Several mutant proteins that are retained in the endoplasmic reticulum (ER) are known to exert a dominant negative effect through the formation of hetero-oligomer complexes with wild-type proteins (20, 21). The occurrence of migraine and glaucoma in several heterozygous members of this pedigree suggests that the Δ65bp mutant may have a similar dominant negative effect. To explore this possibility, we first examined the intracellular localization of GFP-tagged wild-type NBCe1B (GFP-NBCe1B) and GFP-tagged Δ65bp mutant (GFP-Δ65bp) transiently expressed in C6 cells. Although GFP-NBCe1B was predominantly expressed at the plasma membrane, GFP-Δ65bp expression largely overlapped with the expression of the ER marker protein disulfide isomerase (PDI), indicating that the mutant was mostly retained in the ER (Fig. 2A). We next tested the interaction between the wild-type and the Δ65bp mutant by a coimmunoprecipitation assay. We transiently expressed Myc-tagged wild-type NBCe1B (Myc-NBCe1B) together with GFP-NBCe1B or GFP-Δ65bp in C6 cells and subjected cell lysates to immunoprecipitation with an anti-Myc or an anti-GFP antibody. Consistent with the oligomer formation of NBCe1 (22), we found not only the interaction between Myc-NBCe1B and GFP-NBCe1B but also the interaction between Myc-NBCe1B and GFP-Δ65bp (Fig. 2B).

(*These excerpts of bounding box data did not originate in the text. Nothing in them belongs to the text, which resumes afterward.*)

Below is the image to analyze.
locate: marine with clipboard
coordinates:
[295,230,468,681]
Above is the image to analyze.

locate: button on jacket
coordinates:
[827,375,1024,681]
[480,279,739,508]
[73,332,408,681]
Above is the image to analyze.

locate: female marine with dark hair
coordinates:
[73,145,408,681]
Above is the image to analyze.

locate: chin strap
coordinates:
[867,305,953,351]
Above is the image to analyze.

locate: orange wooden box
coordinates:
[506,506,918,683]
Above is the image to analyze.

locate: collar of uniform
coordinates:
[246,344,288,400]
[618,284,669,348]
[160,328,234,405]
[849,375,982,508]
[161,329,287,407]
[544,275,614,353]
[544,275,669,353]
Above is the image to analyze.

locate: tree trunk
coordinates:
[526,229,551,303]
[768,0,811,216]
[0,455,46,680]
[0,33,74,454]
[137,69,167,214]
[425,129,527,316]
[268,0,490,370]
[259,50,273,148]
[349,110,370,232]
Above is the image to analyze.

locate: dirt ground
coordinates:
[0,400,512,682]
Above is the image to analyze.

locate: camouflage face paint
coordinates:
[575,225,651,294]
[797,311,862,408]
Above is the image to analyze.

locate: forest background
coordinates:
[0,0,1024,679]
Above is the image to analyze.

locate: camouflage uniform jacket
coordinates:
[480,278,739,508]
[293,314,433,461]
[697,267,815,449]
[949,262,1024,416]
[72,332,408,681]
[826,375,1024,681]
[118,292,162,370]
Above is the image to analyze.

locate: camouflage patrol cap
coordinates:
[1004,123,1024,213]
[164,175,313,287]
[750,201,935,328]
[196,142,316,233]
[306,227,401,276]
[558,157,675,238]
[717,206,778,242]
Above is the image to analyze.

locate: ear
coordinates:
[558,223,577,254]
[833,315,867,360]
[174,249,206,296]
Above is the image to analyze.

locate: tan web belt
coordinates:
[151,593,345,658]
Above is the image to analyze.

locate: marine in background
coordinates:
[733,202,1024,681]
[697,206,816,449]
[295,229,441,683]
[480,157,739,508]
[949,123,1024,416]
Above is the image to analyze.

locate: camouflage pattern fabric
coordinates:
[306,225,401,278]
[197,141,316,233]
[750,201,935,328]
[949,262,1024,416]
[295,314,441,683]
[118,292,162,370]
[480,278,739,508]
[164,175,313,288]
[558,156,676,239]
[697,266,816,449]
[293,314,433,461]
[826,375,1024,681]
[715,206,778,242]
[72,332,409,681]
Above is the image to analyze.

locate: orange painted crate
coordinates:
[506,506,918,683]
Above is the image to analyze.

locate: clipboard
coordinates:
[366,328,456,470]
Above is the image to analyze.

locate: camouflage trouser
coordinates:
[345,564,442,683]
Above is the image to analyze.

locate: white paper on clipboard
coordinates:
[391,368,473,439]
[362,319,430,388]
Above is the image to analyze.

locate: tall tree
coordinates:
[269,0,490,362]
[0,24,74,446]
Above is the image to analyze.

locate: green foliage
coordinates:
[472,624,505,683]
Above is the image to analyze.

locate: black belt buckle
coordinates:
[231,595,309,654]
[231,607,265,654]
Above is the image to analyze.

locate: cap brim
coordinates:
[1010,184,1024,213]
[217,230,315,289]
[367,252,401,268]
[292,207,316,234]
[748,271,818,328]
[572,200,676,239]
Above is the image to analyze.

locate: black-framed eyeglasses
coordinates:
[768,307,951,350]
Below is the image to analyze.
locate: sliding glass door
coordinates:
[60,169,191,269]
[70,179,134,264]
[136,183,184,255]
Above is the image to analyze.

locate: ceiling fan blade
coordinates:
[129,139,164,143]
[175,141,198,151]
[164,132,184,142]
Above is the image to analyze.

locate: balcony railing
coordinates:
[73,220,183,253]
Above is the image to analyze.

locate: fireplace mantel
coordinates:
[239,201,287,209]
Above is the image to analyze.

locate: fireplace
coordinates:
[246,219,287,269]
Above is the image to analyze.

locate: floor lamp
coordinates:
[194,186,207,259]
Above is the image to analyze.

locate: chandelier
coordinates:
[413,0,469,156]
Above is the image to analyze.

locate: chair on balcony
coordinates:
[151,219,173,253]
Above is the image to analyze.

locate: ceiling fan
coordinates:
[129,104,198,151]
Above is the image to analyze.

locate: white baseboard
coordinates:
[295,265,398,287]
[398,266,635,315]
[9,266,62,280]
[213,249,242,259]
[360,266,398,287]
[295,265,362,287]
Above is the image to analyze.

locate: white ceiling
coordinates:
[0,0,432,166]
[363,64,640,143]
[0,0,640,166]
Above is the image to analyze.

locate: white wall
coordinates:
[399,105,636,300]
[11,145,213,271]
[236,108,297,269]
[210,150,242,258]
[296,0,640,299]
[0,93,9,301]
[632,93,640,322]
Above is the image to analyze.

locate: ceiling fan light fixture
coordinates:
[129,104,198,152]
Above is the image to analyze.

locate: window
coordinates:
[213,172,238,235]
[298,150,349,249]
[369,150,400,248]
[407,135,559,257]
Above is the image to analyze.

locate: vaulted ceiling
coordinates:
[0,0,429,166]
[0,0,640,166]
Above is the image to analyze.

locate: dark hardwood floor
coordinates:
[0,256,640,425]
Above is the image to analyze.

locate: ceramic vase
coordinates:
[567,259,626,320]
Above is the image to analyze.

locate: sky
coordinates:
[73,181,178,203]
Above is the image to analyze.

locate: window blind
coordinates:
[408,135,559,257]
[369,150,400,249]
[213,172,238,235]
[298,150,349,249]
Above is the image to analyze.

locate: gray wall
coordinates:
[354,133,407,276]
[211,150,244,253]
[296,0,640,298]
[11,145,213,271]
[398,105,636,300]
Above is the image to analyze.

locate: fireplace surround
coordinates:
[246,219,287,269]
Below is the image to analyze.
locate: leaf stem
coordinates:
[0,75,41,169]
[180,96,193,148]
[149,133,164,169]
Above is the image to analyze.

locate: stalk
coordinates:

Analysis by confocal microscopy showed that the Myc-NBCe1B and the GFP-NBCe1B signals predominantly colocalized at the plasma membrane. By contrast, the Myc-NBCe1B and the GFP-Δ65bp signals predominantly colocalized in the cytoplasmic region (Fig. 2C), supporting the dominant negative effect of the Δ65bp mutant through the formation of hetero-oligomer complexes with wild-type NBCe1.

Fig. 2.

Association of wild-type NBCe1B and the Δ65bp mutant in C6 cells. (A) Localization of GFP-NBCe1B and GFP-Δ65bp. Green: GFP; red: PDI. (B) Immunoprecipitation with anti-Myc (Upper) or anti-GFP antibody (Lower). Control (Cont): cells transfected with vector alone. (C) Coexpression of Myc-NBCe1B together with GFP-NBCe1B or GFP-Δ65bp. Red: Myc; green: GFP.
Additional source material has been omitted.